Estimates of the total amount of assets in responsible investing vary widely depending on who you ask, but here are a few numbers to give you a sense of how large this movement has grown.

    • More than one out of every five dollars under professional management in the U.S., or about $8.72 trillion, was invested in SRI strategies by the end of 2015, according to the US SIF Foundation’s 2016 Report on US Sustainable, Responsible and Impact Investing Trends
    • Nine out of 10 of the largest U.S. asset managers (and 14 of the top 20) have launched or are exploring impact investing strategies, according to an analysis by consulting firm Tideline
    • 225 global investors controlling more than $26.3 trillion recently joined forces in the Climate Action 100+ initiative to pressure the world's largest polluters to do more on climate change 
    • 75% of individual investors, and 86% of Millennials, say they are interested in sustainable investing, according to a recent Morgan Stanley report 
    • Nearly 2,000 financial firms, including more than 1,250 investment managers, have signed the UN’s Principles for Responsible Investment (UN PRI), a public pledge to support responsible investing

And as for skeptics who think pursuing social returns necessarily means sacrificing financial returns, here are two additional studies to consider:

In just the past two years, more than two dozen of our clients--including traditional asset managers, hedge funds, private equity firms, private foundations, and even some service providers--have come to us with an assignment to promote their responsible investment capabilities. Countless more clients are considering entering the responsible investing market for the first time.
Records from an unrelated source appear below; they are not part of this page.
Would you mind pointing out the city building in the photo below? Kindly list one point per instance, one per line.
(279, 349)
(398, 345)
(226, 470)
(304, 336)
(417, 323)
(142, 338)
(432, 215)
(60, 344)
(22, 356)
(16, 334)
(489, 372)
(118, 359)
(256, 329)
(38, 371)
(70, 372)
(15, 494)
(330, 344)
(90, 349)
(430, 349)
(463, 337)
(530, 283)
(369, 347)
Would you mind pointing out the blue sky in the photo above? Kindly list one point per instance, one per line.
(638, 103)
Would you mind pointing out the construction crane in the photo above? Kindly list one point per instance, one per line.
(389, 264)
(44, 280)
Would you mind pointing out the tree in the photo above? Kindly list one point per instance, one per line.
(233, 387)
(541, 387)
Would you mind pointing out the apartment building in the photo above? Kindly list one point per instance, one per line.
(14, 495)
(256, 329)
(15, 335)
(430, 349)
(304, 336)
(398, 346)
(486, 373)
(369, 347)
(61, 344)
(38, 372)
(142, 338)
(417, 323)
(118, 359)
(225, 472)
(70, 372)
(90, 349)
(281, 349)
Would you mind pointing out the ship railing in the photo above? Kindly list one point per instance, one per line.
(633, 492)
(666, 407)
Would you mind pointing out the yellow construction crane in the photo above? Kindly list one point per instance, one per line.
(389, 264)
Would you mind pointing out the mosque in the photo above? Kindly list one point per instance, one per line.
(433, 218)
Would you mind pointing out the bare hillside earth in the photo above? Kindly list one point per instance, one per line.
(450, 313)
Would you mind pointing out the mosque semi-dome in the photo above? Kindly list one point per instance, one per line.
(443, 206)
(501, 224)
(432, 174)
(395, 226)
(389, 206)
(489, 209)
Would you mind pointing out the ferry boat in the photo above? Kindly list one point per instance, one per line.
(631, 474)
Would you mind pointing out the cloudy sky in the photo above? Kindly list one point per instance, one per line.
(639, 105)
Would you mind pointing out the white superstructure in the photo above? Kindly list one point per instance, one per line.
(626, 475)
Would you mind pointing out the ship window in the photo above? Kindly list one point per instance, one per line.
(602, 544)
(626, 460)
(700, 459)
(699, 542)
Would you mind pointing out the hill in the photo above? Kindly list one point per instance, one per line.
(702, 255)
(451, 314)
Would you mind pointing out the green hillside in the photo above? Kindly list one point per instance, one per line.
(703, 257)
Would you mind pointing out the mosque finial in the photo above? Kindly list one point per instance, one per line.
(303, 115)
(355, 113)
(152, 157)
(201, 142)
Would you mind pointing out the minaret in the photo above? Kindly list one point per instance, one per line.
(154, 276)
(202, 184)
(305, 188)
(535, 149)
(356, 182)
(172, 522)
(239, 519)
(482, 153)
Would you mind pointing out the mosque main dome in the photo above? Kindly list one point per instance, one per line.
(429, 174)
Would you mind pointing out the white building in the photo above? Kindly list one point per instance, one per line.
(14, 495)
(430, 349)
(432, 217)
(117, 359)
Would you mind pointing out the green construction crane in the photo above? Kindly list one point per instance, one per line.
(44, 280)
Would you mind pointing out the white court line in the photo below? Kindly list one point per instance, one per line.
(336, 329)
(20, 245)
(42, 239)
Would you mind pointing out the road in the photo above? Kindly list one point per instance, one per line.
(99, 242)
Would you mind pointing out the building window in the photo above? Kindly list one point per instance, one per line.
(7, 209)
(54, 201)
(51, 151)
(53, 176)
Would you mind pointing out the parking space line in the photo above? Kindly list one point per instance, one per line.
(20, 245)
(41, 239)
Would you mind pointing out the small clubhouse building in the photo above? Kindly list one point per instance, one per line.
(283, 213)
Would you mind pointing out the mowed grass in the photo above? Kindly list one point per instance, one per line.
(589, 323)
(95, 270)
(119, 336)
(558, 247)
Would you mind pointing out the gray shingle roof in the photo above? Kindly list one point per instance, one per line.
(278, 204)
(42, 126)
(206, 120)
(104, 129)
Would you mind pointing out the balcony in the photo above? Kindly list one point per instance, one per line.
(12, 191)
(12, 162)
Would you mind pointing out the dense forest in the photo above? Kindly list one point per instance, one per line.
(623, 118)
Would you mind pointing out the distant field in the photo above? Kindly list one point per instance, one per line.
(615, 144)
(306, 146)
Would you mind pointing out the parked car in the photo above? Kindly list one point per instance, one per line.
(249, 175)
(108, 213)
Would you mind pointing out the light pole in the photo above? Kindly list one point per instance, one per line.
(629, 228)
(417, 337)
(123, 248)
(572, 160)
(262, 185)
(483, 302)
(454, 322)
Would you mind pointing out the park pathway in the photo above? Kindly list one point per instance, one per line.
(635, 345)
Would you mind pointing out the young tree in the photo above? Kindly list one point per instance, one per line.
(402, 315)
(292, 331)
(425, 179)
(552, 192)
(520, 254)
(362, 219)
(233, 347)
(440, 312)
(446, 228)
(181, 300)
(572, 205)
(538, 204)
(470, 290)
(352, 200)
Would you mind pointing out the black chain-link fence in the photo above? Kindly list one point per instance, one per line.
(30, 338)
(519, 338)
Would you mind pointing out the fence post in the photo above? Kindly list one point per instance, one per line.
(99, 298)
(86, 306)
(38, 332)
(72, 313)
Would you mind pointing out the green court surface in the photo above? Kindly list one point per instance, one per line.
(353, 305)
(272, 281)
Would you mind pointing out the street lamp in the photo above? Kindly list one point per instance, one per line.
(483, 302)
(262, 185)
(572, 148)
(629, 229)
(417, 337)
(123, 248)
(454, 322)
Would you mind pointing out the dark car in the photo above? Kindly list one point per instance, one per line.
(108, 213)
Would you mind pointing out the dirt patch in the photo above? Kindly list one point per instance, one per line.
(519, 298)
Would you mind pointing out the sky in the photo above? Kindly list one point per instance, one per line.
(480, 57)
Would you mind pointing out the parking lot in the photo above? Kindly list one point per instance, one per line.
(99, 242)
Their motivations may differ, but they’ve likely all reached the same fundamental conclusion--we’re all in this together.

Anything that negatively impacts a large segment of the population is ultimately a drag on economic growth and a tailwind against future investment performance. Likewise, anything that positively impacts a large portion of the population could be a boon for performance.

Lifting people out of poverty and developing more sustainable forms of energy can have long-lasting economic benefits, from increasing the size and wealth of the global consumer market to reducing the costs of climate change.

The shared problems of the world aren’t going away, and it’s a fool's errand to believe that governments can solve these problems by themselves.

The only solution is the capital markets. With some $85 trillion in global assets under management (and growing), the investment management industry is in a position to make a real impact. It all starts with embracing responsible investing and forever changing everything about how, why and where we invest.